Le passeport. Perdu et retrouvé. Comme le fils de Heather. Un miracle. Si elle ne l’avait pas perdu, rien de tout cela ne serait arrivé. Elle ne serait pas retournée à la banque. Elle n’aurait pas demandé aux femmes de ménage de l’emmener à l’hôtel. La fourgonnette blanche aurait-elle heurté Ernesto ? Qui lui aurait tenu la main ? Sans parler de tout ce qui pourrait se produire maintenant qu’elle l’avait récupéré. Établir le solde de son compte. Accéder à ses fonds. Elle pourrait rester à l’hôtel en attendant le retour de Gooch. Quelques jours. Une semaine, peut-être. Deux, à la rigueur.
Après avoir séché sa peau et ses cheveux, Mary se mit au lit, mais elle fut incapable de trouver le sommeil. Elle tendit la main vers la télécommande de la télé, mais elle suspendit son geste. Le roman. Avant que le taxi l’emporte pour la journée, elle l’avait caché sur la tablette la plus haute de la bibliothèque. Or elle n’avait pas de vêtements secs à enfiler pour descendre dans le hall. Elle s’empara du téléphone et fit le numéro de la réception.
— Désolée de vous déranger, commença-t-elle, mais je lisais un livre que j’ai laissé, que j’ai caché, en fait, sur la tablette la plus haute de la bibliothèque, derrière les livres de voyage. Quelqu’un pourrait-il me l’apporter ?
— Tout de suite, madame Gooch, répondit la femme, même si Mary ne s’était pas présentée.
Tout de suite, madame Gooch. C’était donc vrai. Demandez et vous recevrez. Jusque-là, Mary n’avait pas exigé grand-chose, en particulier d’elle-même.
Quelques minutes plus tard, on cogna timidement, et elle accepta le livre par la porte entrebâillée.
— Une seconde, dit-elle, malgré la crainte qui la tourmentait de passer pour une riche.
Elle trouva la liasse, en tira un billet de cinq dollars et le tendit au garçon brun et trapu qui attendait derrière la porte.
— Gracias, lança-t-il avec enthousiasme.
— De nada, répondit Mary en se rendant compte qu’elle s’était montrée trop généreuse.

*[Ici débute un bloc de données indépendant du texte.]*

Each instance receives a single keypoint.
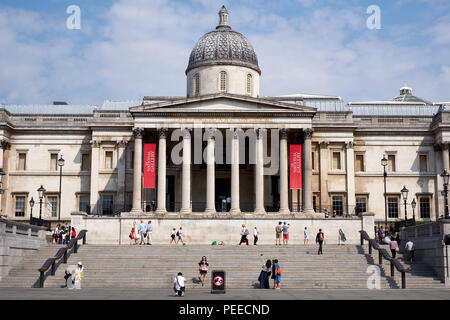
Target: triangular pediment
(221, 103)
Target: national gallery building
(225, 150)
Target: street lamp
(413, 206)
(60, 164)
(384, 164)
(445, 175)
(31, 206)
(404, 192)
(41, 192)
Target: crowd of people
(62, 234)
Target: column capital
(284, 133)
(323, 144)
(138, 133)
(95, 143)
(349, 144)
(162, 133)
(5, 144)
(308, 133)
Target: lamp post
(384, 164)
(445, 175)
(31, 207)
(60, 164)
(413, 206)
(41, 192)
(404, 192)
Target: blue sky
(128, 49)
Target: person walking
(409, 247)
(278, 233)
(203, 270)
(149, 233)
(305, 236)
(277, 274)
(244, 234)
(179, 285)
(320, 237)
(180, 236)
(172, 236)
(264, 275)
(286, 232)
(142, 230)
(393, 245)
(255, 236)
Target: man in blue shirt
(149, 233)
(142, 230)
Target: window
(391, 162)
(393, 207)
(85, 162)
(196, 84)
(107, 204)
(108, 160)
(424, 206)
(53, 162)
(249, 83)
(83, 203)
(359, 163)
(361, 205)
(53, 205)
(20, 206)
(337, 160)
(423, 163)
(338, 205)
(223, 81)
(22, 165)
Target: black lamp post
(445, 175)
(41, 192)
(404, 192)
(413, 206)
(60, 164)
(384, 164)
(31, 207)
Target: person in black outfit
(319, 239)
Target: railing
(63, 253)
(382, 253)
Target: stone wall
(203, 229)
(16, 241)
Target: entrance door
(223, 192)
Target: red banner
(149, 165)
(296, 166)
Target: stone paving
(234, 294)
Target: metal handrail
(383, 253)
(62, 253)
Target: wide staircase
(340, 267)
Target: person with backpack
(244, 234)
(278, 271)
(278, 233)
(203, 270)
(319, 239)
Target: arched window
(223, 81)
(249, 83)
(196, 84)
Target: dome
(223, 46)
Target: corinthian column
(284, 205)
(308, 208)
(210, 173)
(186, 182)
(137, 170)
(161, 197)
(259, 174)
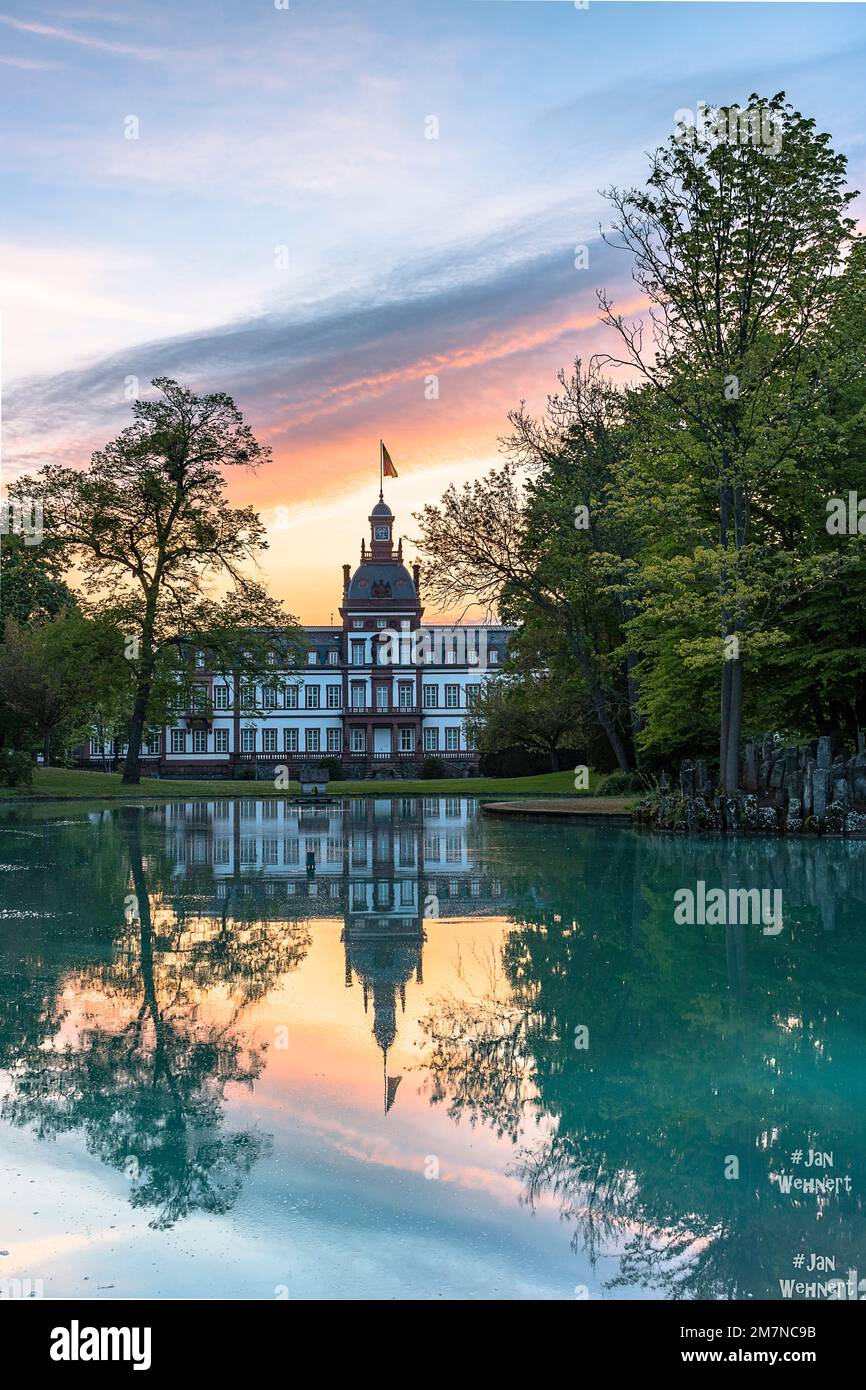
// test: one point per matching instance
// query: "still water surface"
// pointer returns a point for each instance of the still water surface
(227, 1075)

Elle se jeta sur le roman comme elle se jetait autrefois sur les plats à emporter de chez Chung, l’eau à la bouche. Elle se replongea dans la saga familiale, montagnes russes fictives, mais non moins excitantes. Dans les chapitres suivants, l’héroïne était lavée des soupçons qui pesaient contre elle, le fils adolescent, après avoir frôlé une mort tragique, trouvait le salut dans le suicide assisté de sa tante atteinte d’une maladie en phase terminale, et le père infidèle, l’auteur cherchant une ultime vengeance, devenait impuissant. Moins il lui restait de pages, plus Mary ralentissait sa lecture. Elle ne voulait pas que le roman s’achève.

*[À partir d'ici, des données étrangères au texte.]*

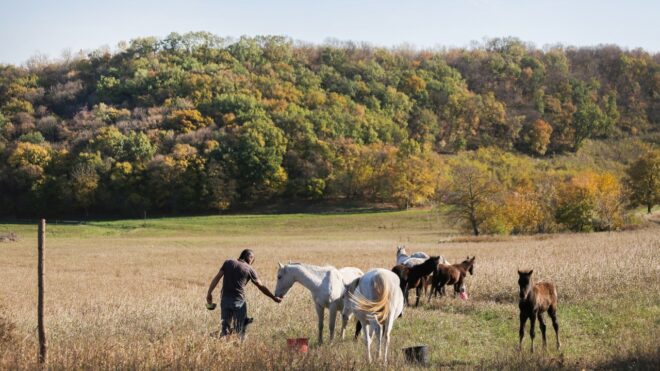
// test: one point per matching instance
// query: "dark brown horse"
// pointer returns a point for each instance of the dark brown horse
(534, 300)
(453, 274)
(415, 277)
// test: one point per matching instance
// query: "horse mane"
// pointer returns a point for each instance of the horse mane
(379, 308)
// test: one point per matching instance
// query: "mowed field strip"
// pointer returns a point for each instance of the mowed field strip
(131, 294)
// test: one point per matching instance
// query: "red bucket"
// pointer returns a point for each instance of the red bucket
(300, 345)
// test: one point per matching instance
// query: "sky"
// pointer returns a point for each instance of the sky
(42, 27)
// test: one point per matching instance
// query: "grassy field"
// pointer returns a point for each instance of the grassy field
(131, 294)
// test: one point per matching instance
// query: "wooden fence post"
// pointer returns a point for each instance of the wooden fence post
(40, 299)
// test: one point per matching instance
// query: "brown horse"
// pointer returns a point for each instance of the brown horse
(415, 277)
(453, 274)
(534, 300)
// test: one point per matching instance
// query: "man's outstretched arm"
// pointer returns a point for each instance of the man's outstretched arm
(214, 283)
(266, 291)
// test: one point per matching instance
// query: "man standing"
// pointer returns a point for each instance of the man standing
(233, 307)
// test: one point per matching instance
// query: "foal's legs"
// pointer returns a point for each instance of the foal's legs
(319, 313)
(552, 311)
(358, 327)
(367, 339)
(379, 337)
(539, 316)
(523, 319)
(532, 330)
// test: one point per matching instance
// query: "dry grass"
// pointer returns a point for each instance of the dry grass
(128, 295)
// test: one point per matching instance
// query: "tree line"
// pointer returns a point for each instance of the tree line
(200, 123)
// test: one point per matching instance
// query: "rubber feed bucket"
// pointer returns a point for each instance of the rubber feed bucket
(417, 354)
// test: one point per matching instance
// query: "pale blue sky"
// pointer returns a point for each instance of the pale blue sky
(28, 27)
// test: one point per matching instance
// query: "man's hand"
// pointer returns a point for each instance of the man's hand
(214, 283)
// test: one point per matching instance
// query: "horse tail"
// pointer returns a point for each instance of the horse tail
(380, 307)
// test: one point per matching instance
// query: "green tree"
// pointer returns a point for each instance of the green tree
(644, 180)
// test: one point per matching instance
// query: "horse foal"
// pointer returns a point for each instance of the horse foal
(534, 300)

Les étoiles s’encadraient dans la grande fenêtre, au bout du lit. Elle déposa le livre et, adossée à une montagne d’oreillers, fixa le cosmos en songeant à l’expression qu’avait eue Jesús García en voyant son visage pour la première fois, une tendre réminiscence. Elle se rappela aussi son commentaire, qui expliquait son air : Vous me faites penser à une femme que j’ai connue. Elle s’appelait Mary, elle aussi. Pour la première fois, d’aussi loin qu’elle se souvienne, Mary, avant de s’endormir, ne réserva pas sa dernière pensée à Gooch.